Bild: Maskottchen des Nationalparks Hamburgisches Wattenmeer: Austernfischer
HAMBURG taz | Der Austernfischer ist nicht ohne Grund zum Maskottchen des
Nationalparks Hamburgisches Wattenmeer erkoren worden. Mit seinem
schwarz-weißen Gefieder, roten Beinen und einem roten langen Schnabel
gehört er zu den auffälligsten und niedlichsten Vögeln der Küste. Doch die
Zahl dieser Charaktervögel sinkt seit Jahren, wofür ein ganzes Bündel an
Gründen verantwortlich gemacht wird, die nicht zuletzt mit der Veränderung
der Umwelt an der Küste zu tun haben. Um auf den Rückgang der Art
hinzuweisen, hat der Verein Jordsand zum Schutze der Seevögel den
Austernfischer zum „Seevogel des Jahres 2014“ erklärt.

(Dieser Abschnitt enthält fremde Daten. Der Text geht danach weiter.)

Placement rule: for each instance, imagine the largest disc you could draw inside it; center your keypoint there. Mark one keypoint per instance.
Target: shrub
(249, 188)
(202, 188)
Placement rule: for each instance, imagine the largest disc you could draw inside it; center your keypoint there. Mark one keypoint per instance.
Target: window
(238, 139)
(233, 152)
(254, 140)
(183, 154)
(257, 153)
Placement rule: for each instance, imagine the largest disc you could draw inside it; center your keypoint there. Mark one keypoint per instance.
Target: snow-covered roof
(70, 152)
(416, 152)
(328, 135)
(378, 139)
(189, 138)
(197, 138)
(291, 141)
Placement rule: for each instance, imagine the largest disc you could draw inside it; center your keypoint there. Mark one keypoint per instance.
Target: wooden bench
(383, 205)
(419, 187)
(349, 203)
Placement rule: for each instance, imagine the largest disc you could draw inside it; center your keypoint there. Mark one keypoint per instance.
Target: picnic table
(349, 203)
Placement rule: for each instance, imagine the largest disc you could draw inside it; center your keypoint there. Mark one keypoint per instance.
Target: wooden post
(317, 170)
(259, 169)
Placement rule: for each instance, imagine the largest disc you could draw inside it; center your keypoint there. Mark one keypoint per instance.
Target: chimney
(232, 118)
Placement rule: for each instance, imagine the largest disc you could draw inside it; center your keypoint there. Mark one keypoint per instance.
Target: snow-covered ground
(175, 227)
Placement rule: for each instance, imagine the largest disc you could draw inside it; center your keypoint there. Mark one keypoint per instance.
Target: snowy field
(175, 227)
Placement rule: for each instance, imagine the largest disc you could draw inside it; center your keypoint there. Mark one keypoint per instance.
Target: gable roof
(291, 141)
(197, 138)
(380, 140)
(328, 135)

Laut dem trilateralen Monitoringprogramm der Wattenmeerländer Niederlande,
Deutschland und Dänemark ist die Zahl der Austernfischer im Wattenmeer
zwischen 1991 und 2006 jährlich um durchschnittlich drei Prozent zurück
gegangen. Der schleichende Verlust hat regional zu drastischen Einbrüchen
geführt. Allein im schleswig-holsteinischen Wattenmeer sank die Zahl der
Brutpaare um die Hälfte auf etwa 10.000. Europaweit nahmen die Bestände
nach Angaben von Jordsand von einer Million auf 800.000 ab.
Aus Sicht von Veit Hennig, Dozent für Zoologie und Naturschutz an der
Universität Hamburg sowie ehemaliger Vorsitzender des Vereins Jordsand,
machen vor allem zwei Entwicklungen dem Austernfischer das Leben schwer:
der Klimawandel mit seinen Folgen und der Fuchs – beides Faktoren, auf die
der Nationalpark keinen Einfluss habe. Denn der Klimawandel sei ein
weltweites Problem und die Auslöschung der Tollwut ein nationales Programm.
„Die Füchse haben durch die Tollwutimpfung stark zugenommen“, sagt Hennig.
Festlandsnester von Vögeln sind für die Räuber ein leichtes Ziel. Das gilt
auch für Halligen wie Oland oder Nordstrandischmoor, die durch Dämme mit
dem Festland verbunden sind.
Mit der flächendeckenden Bekämpfung der Tollwut sei die Seuche als
Steuerungselement abhanden gekommen, sagt Henning. Die Jäger würden der
wachsenden Population nicht Herr. Im Nationalpark dürften die Tiere
überdies gar nicht gejagt werden. „Manchmal kapiert man erst nach einer
Weile, welche langfristigen Konsequenzen das hat“, sagt er.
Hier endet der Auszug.